The standard I / O library will buffer the actual disk reads, and reading a line or word will have essentially the same I / O cost in terms of disk access. If you read large fragments of a file using fread() , you may get some benefit - at cost in complexity.

But for reading words, it is likely that scanf() and a security string format specifier such as %99s if your array is char word[100]; will work fine and probably easier for code.

If your definition of a word is more complex than the definition supported by scanf() , then reading lines and separating is probably easier.

+5
source

With regard to separation, there is no difference in performance. You separate the spaces in one case and a new one in the other.

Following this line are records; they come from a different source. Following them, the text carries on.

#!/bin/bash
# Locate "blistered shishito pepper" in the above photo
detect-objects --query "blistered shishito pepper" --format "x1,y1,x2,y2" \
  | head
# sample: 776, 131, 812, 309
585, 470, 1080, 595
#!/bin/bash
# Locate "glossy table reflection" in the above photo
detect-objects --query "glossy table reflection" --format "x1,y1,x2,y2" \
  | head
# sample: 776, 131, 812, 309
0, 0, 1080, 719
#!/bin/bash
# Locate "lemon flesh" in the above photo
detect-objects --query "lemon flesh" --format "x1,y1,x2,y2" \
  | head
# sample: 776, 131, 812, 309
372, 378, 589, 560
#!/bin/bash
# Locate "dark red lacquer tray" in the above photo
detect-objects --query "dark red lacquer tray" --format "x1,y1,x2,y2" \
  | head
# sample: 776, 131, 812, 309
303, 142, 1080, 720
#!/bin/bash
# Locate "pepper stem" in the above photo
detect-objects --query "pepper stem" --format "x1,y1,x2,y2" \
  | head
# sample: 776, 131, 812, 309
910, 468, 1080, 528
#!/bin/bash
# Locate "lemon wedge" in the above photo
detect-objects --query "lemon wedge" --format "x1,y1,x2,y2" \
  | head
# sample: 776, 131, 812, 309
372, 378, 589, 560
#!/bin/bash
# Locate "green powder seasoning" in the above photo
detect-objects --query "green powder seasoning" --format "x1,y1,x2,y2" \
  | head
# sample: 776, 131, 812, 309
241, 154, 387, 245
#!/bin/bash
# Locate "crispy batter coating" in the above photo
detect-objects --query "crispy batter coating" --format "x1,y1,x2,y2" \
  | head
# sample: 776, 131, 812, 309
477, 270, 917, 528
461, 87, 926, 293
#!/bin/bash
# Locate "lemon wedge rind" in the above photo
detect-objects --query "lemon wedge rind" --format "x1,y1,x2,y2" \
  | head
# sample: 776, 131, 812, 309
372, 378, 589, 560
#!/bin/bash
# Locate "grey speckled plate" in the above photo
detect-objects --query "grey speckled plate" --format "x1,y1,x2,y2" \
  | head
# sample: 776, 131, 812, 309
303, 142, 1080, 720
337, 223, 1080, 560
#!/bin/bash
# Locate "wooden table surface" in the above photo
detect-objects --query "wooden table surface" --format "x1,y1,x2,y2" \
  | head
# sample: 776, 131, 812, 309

However, this would affect the word in such a way that you would need to allocate buffers M times, whereas in the case of strings it would be N times, where M> N. Therefore, if you use a word-splitting approach, first try to calculate the total memory requirement , select this fragment (so that you will not get fragmented fragments of M), and then get M buffers from this fragment. Note that the same approach can be used in line breaks, but the difference will be less noticeable.

+2
source

That's right, you have to read them in a buffer, and then divide them into what you define as "words." The only time this would be wrong is if you can get fscanf() to correctly grab what you think is the word (doubtful).

+1
source

The main performance bottlenecks will be:

  • Any call to the I / O function of the stdio file. The fewer calls, the less overhead.
  • Dynamic memory allocation. As little as possible should be done. Ultimately, many malloc calls will cause heap segmentation.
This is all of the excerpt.